Description of the condition
Overweight and obesity (body mass index (BMI) ≥ 25.0 to 29.9 kg/m2 and BMI ≥ 30 kg/m2 respectively (Who 2013)) are increasingly common among women of reproductive age (Callaway 2006; Vahration 2009). There are many known associations between overweight and obesity and adverse outcomes for both the woman and her infant during pregnancy, birth and the postnatal period.
Overweight and obesity are known to be associated with many adverse general health conditions such as hypertension (Kurukulasuriya 2011), diabetes (Reaven 2011) and PCOS (polycystic ovary syndrome) (Gambineri 2002). PCOS is a common cause of decreased fertility (also known as infertility/subfertility, or failure to achieve pregnancy within a specific timeframe) in women of reproductive ages (Hull 1987) and is associated with several late pregnancy complications (Bjercke 2002). Whilst overweight and obesity is associated with reduced fertility, the specific preconception management of women with known subfertility will not be discussed in this review as it is discussed in another Cochrane review (Anderson 2010).

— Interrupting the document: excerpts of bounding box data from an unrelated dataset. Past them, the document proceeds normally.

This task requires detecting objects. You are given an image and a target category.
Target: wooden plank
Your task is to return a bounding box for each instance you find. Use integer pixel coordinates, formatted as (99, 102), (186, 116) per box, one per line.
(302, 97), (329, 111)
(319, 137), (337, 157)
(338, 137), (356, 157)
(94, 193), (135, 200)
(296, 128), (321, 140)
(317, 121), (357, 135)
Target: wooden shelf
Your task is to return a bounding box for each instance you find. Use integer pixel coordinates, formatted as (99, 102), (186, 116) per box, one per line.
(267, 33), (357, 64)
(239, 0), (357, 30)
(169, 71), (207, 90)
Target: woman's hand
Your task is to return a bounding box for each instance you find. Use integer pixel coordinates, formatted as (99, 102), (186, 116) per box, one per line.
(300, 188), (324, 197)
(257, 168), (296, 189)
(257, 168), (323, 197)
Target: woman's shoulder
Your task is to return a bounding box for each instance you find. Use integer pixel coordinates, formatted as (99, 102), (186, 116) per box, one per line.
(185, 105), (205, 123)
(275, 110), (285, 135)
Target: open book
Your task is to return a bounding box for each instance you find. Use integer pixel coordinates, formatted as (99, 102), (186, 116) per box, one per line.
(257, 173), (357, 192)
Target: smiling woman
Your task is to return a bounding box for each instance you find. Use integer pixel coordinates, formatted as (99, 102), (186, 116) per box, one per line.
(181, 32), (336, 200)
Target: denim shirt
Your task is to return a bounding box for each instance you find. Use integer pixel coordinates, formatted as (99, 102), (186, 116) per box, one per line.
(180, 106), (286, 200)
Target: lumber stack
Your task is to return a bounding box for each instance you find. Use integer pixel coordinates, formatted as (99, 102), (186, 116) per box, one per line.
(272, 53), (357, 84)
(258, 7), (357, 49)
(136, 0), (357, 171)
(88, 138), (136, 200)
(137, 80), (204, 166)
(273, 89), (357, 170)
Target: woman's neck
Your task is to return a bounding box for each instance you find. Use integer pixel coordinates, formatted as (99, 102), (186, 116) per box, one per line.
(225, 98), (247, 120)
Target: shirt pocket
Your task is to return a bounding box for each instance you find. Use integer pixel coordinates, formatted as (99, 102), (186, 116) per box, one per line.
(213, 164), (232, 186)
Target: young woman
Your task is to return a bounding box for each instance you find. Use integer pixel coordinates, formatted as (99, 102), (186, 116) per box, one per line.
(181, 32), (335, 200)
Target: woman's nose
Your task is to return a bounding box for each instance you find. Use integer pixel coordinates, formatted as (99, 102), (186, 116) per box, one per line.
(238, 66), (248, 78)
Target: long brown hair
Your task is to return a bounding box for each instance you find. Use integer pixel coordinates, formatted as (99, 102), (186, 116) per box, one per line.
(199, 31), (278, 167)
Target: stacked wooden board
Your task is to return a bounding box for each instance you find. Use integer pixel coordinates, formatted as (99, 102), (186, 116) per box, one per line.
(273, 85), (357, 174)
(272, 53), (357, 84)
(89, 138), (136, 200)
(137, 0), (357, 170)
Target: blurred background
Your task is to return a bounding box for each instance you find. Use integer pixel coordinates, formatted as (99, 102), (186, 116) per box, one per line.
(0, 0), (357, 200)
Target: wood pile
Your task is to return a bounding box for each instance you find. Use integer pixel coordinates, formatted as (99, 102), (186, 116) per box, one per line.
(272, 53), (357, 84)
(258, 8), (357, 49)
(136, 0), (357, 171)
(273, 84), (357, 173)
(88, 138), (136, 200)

During pregnancy overweight or obese women are at increased risk of experiencing a miscarriage (Frederick 2013), developing impaired glucose tolerance (decreased ability to control blood glucose levels) (Frederick 2013), sleep apnea (a sleep disorder involving pauses in breathing) (Frederick 2013), pre-eclampsia (pregnancy-related hypertension), chorioamnionitis (infection of the amniotic fluid surrounding the infant or of the membranes) (Raatikainen 2006) and preterm birth (Catalano 2006; Galtier 2008). There are additional risks of complications during labour and birth, including the need for induction of labour or caesarean birth (Catalano 2006), and also the risk of postpartum haemorrhage. Throughout the pregnancy and after the birth, overweight or obese women are also at higher risk of venous thromboembolism (a blood clot in the veins that can then break off and spread to other parts of the body) (Gray 2012).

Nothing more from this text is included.